The followings are optional search parameters commonly acceptable for several methods.

Common to
/range and
/mass
Parameter required Description Value Default
limit no It defines an upper limit number of the search results returned from the MFSearcher. Even if the number of the records that matched to the queried conditions exceeds the limit number, MFSearcher only returns former records in the limit number, by which users can avoid an unexpectedly longer waiting time. When the hit records exceeds the limit number, the "is-limited" value will be set to "true" and it is shown in the result text when the "txth" or "xml" was selected as the "output" parameter (see below).
a positive integer set in each database (see the help of the database)
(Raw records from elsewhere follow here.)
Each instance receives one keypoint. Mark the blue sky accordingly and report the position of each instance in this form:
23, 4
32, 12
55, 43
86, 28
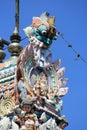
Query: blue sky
71, 20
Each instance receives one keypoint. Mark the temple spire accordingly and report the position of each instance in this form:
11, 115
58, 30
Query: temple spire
15, 47
17, 15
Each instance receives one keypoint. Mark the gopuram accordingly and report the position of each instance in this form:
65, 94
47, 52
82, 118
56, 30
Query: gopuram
31, 84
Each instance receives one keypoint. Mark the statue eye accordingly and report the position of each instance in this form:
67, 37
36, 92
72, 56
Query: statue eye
44, 32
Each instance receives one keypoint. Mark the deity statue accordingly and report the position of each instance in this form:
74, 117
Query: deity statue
36, 102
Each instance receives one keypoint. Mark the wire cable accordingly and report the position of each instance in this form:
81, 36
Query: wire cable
70, 46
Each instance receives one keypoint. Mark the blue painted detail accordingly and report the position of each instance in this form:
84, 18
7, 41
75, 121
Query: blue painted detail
22, 89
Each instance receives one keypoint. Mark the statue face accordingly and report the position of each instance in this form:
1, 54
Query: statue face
44, 34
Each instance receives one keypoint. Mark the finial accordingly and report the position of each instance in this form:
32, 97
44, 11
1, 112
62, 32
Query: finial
2, 53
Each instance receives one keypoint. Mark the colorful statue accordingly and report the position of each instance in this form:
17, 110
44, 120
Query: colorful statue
38, 84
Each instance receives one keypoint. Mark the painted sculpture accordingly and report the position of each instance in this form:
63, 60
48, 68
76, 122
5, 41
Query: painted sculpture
31, 86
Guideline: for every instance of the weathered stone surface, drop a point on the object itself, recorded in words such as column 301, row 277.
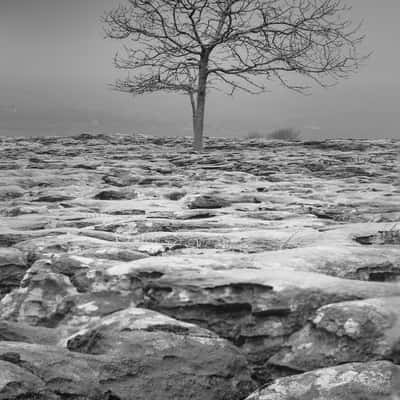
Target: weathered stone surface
column 368, row 381
column 12, row 268
column 356, row 331
column 207, row 201
column 257, row 308
column 134, row 352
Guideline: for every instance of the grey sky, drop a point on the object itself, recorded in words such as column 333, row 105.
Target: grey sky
column 55, row 67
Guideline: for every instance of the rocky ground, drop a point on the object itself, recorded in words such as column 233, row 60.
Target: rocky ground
column 132, row 268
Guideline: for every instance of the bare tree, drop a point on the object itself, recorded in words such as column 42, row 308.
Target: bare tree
column 190, row 46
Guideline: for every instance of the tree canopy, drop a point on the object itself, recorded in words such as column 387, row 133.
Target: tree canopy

/mfsearcher/exmassdb/range?lowerMs=500&upperMs=500.01&limit=20
/mfsearcher/pubchem/mass?targetMs=500&margin=1&limit=50

Common to
/range,
/mass,
and
/version
Parameter required Description Value Default
output no This parameter defines the type of output format
(see Output Format section for details).

txt: a tab delimited text format which carries only the result records.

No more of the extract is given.